NAEL general population	1000 mg/kg bw/d
Step 3) Assessment factors
Interspecies	4	Allometric scaling rat to humans (ECHA R.8, 2012)
Intraspecies	5	Known mode of action involving ubiquitous and non-specific enzyme systems (carboxylesterases, tricarboxylic acid cycle) makes a lower variability likely, hence the AF of 5 is sufficiently conservative. (ECETOC, 2010)
Exposure duration	6	The NOAEL is based on an subacute study of approx. 50 d for the relevant sex (males). AF 6 for extrapolation from sub-acute to chronic (ECHA 2012) represents a conservative approach as this study period exceeds a normal subacute study and long term data from metabolites indicate a lower exposure duration effect as used here.
Dose response	1	The NOAEL is reliable. No adjustment is required.
Quality of database	1	The key study is of high quality, being rated K1. No adjustment is required.

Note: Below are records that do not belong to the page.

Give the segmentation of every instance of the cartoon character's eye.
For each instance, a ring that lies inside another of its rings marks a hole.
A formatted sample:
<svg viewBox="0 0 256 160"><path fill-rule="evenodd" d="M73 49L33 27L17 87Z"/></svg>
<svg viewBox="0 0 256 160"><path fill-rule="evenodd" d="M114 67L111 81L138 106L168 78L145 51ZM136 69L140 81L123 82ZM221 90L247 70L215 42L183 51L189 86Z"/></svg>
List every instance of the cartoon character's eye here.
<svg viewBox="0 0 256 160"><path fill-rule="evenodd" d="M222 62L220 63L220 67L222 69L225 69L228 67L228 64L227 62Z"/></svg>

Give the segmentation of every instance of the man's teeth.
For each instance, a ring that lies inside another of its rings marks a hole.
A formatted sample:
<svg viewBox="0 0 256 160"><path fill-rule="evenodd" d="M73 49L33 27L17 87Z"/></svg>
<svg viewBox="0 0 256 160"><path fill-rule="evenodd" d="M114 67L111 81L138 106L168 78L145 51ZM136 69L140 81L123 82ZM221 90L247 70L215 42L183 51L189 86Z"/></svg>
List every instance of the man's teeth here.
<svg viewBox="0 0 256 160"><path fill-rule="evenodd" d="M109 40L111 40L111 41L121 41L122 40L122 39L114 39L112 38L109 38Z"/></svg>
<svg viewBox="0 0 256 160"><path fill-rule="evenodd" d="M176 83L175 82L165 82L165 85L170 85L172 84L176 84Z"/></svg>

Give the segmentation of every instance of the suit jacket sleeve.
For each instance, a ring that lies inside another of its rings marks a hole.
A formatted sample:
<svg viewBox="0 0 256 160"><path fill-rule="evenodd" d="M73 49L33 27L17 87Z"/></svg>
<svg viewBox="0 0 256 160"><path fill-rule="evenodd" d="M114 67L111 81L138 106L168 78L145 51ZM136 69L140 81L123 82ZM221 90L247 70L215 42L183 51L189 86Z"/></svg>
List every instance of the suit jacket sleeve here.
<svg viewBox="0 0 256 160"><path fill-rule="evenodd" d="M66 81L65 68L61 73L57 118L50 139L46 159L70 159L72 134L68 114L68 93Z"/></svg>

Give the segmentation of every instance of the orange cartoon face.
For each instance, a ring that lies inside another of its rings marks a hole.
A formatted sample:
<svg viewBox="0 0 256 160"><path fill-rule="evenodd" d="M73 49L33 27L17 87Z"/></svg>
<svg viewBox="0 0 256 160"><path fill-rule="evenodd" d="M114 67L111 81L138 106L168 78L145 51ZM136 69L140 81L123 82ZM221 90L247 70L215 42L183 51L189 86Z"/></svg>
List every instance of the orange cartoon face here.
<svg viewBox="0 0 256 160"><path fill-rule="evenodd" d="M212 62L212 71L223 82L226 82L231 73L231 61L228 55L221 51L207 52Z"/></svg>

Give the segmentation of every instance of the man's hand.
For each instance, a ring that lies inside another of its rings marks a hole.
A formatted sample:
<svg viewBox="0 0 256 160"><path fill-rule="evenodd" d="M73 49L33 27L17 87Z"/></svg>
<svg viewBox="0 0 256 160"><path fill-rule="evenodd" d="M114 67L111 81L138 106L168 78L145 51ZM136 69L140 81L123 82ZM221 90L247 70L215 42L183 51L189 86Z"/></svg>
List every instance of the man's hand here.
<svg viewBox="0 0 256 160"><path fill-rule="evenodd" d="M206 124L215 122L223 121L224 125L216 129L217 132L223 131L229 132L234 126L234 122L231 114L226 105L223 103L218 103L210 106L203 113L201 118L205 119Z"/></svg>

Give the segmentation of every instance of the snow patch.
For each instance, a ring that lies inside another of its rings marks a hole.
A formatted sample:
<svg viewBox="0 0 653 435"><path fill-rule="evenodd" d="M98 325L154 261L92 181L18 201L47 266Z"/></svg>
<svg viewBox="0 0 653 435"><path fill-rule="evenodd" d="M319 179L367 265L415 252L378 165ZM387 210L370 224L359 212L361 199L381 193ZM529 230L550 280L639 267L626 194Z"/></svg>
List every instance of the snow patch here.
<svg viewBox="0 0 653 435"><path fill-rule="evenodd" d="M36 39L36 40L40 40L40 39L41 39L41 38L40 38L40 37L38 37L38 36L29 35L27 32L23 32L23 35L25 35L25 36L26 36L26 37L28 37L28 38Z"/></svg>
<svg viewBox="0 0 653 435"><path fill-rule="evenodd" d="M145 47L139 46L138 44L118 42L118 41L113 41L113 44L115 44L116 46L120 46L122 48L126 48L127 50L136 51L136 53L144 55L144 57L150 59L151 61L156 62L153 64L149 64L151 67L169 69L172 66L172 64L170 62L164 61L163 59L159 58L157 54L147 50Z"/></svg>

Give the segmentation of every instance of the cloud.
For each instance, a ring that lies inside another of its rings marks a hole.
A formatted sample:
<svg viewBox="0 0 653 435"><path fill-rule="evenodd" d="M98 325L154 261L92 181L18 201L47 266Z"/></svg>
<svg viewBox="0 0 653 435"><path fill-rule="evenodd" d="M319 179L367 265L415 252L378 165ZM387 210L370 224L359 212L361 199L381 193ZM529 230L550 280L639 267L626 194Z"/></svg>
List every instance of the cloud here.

Remaining uncertainties	1	The uncertainty derived from the use of data from the structurally similar chemical (HPMA = C3 monoester isomers instead of C3 diester isomers, which are at the same time the primary metabolites after proposed rapid hydrolysis, with same metabolic pathways) is compensated for the oral route by differences in kinetics (the target substance has a higher molecular weight which is unfavourable for oral absorption). In addition, even without an additional uncertainty factor the assessment is considered to be very conservative, because in the known uses the substance is used as a monomer - infrequently with very short reaction times and resulting real exposure periods in the order of minutes - more than two orders of magnitude below the 24/7 exposure assumed in consumer scenarios.
DNEL
Based upon a NOAEL of 1000 mg/kg bw/d for male rats, for 50 d by the oral route.	8.33 mg/kg bw/d		Using a total factor (POD modifier and AF) of 120 (1 x 4 x 5 x 6 x 1 x 1) a DNELlong-term,oral, gen.pop.of 8.33 mg/kg bw/d is derived.